The state Department of Health is set to issue a report soon on how the state’s four adult psychiatric hospitals are doing.

Commissioner Shereef Elnahal told ROI-NJ the report will include a number of policies and regulatory recommendations, which would need the support of the Legislature and Gov. Phil Murphy to put in place.

“We’re about to release a nine-month progress report in our 18-month plan that’s going to go through all of our improvements,” Elnahal said.

“Just to give you a teaser of that, (there’s been) over a 30 percent reduction of violent episodes and assaults from last year. So, this is comparing the beginning of the administration to now.”

The statistic matches a quarter-over-quarter comparison from January 2017 to January 2018, when Elnahal first announced the action plan in August 2018.

The report will include both highlights and areas the state has more work to do, Elnahal said.

“I took what I had learned in quality improvement at the VA (U.S. Department of Veterans Affairs) — we brought it to the state psychiatric hospitals,” Elnahal said.

The DOH’s 18-month plan is focused on an analysis of the hospitals, as a result of a focus on the psychiatric facilities that began under Gov.
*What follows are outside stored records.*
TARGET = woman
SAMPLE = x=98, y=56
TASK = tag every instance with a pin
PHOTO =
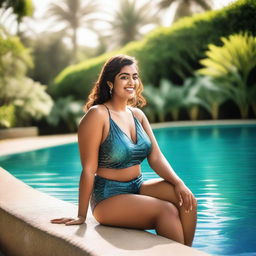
x=114, y=137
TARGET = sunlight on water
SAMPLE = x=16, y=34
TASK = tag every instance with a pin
x=217, y=163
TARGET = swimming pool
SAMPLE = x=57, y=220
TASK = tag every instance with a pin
x=216, y=162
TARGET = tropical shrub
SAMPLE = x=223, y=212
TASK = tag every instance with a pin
x=66, y=111
x=168, y=98
x=19, y=95
x=231, y=65
x=172, y=53
x=7, y=117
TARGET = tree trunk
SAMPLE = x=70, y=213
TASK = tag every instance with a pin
x=74, y=42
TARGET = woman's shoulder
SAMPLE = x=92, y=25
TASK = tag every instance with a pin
x=138, y=113
x=95, y=112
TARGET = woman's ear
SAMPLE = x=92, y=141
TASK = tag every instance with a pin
x=110, y=84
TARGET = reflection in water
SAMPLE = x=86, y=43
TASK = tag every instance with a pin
x=217, y=163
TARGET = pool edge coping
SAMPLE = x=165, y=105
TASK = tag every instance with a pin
x=26, y=229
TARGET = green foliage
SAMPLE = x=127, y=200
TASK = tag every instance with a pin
x=66, y=111
x=14, y=57
x=231, y=65
x=128, y=20
x=168, y=98
x=50, y=56
x=74, y=14
x=172, y=53
x=28, y=97
x=21, y=8
x=7, y=116
x=205, y=92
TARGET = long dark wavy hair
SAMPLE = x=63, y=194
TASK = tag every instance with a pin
x=100, y=92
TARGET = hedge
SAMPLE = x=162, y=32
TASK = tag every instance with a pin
x=167, y=52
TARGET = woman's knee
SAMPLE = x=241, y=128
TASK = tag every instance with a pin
x=168, y=208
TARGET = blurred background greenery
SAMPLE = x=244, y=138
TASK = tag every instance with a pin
x=200, y=65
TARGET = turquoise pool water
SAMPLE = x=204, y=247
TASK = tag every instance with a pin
x=218, y=164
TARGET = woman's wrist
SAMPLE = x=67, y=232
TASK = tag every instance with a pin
x=81, y=217
x=178, y=182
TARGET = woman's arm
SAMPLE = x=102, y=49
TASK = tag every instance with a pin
x=89, y=139
x=161, y=166
x=156, y=159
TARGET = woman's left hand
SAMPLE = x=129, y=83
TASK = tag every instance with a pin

Chris Christie’s administration.

“The intent of the analysis was to provide an assessment of the organizational and operational issues affecting each psychiatric hospital, and to provide recommendations to meet the challenges with the overall goals of achieving the most important objective: improving the quality of patient care delivered to service recipients,” according to the plan in August.

“The scope of the engagement included: review of the current inventory of services, human resources and staffing assessments, clinical issues, operations issues, governance and administration functions, finance, and physical plant issues.”

Elnahal said in August that the goal of the plan was to have the psychiatric hospitals, which have come under the spotlight as the opioid crisis hit the state, operate like other acute care hospitals.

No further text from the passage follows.